二宮:「物語のない原作をどう物語にしたのか」という質問や、監督が1番驚いていたのは「主観から客観に切り替えるタイミングがなぜあそこだったのか」とかですね。あとは「カンヌを狙っている組がこんなペースで編集しているはずがない」っていう(笑)。そんな事分かるんだ!って(笑)。「呼ばれてよかったね」ってことを言ってくれました。まだグリーンバックの状態で、テロップで(カンヌ国際映画祭に)送っていたのでおっしゃる通りだなとは思ったのですが…(笑)。(カンヌ国際映画祭では)監督も同席していて、自分が単独でやらせてもらう取材会とは違う話だったなという感じはありましたし、すごく新鮮でしたね。

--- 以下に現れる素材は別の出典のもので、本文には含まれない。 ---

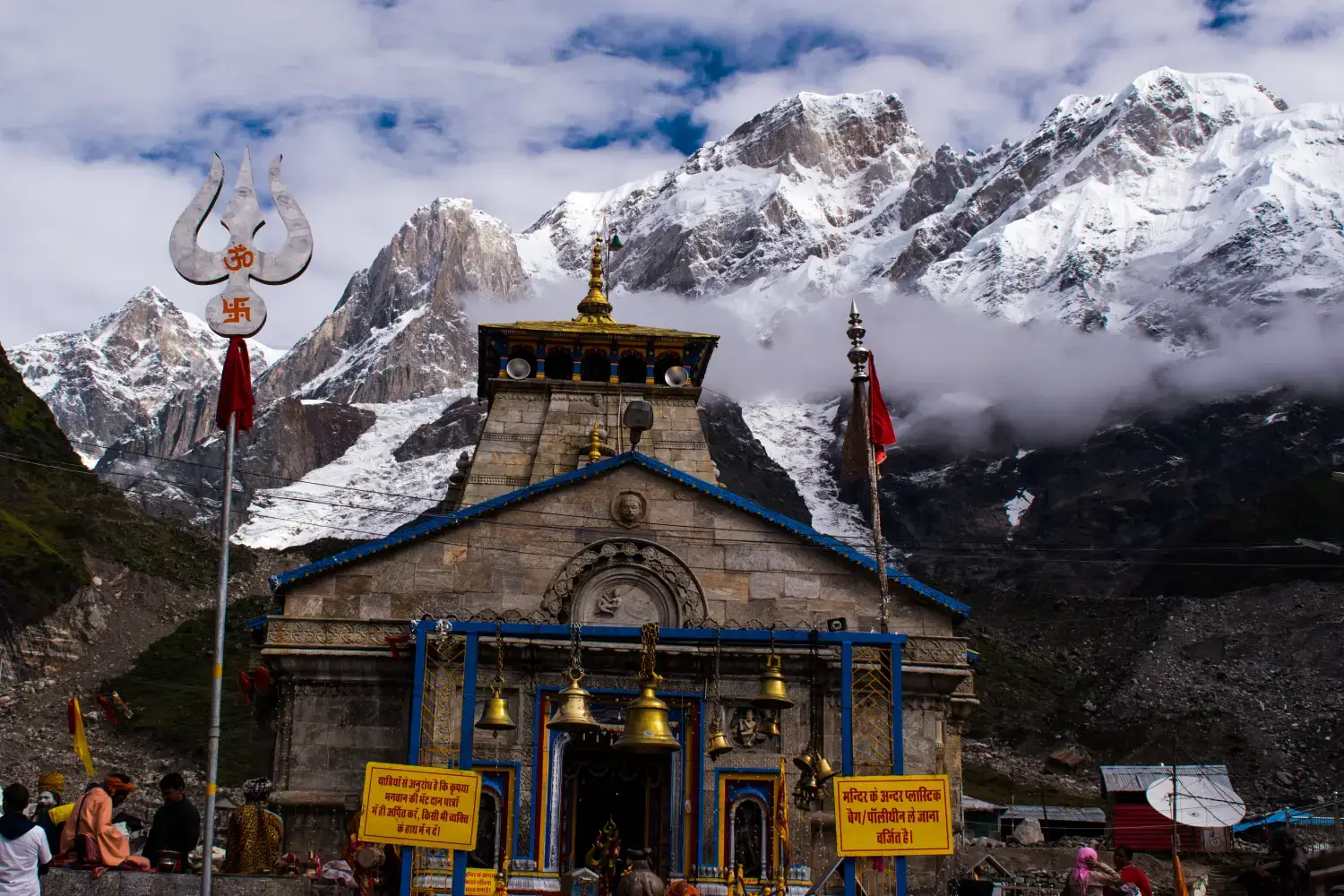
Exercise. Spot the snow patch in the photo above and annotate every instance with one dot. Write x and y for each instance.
(1016, 505)
(395, 492)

― 実際に編集された映画を観てから何か意見はされましたか?

二宮:僕はカンヌへ行くということは考えていなかったので、急激に納期を早めなきゃいけなくなったっていう(笑)。自分たちの1番いいペースでやっていたら、カンヌが決まっちゃって。でも、僕が(映画を)観たのがカンヌへ行く1ヶ月~半月前くらいだったので、その中でも直せそうなものは言っていましたね。最初「東宝のマークをいじりたい」って言ったら「それは絶対だめです」って言われて(笑)。カンヌに間に合う用と公開日に間に合う用とで相談はしていました。

― 貴重なお話、ありがとうございました。

(modelpress編集部)

◆二宮和也プロフィール

1983年6月17日生まれ、東京都出身。1999年、嵐としてCDデビュー。俳優としても高い評価を受けており、2006年に映画『硫黄島からの手紙』でハリウッドデビュー。映画『母と暮せば』(2015年)で『第39回 日本アカデミー賞』最優秀主演男優賞を、映画『TANG タング』『ラーゲリより愛を込めて』(ともに2022年)で『第65回ブルーリボン賞』主演男優賞を受賞した。近年の主な出演作は、ドラマ『マイファミリー』(2022年/TBS系)、『VIVANT』(2023年/TBS系)、『ONE DAY〜聖夜のから騒ぎ〜』(2023年/フジテレビ系)、『ブラックペアン シーズン2』(2024年7月期/TBS系)、映画『浅田家!』(2020年)、『アナログ』(2023年)、『【推しの子】-The Final Act-』(2024年)など。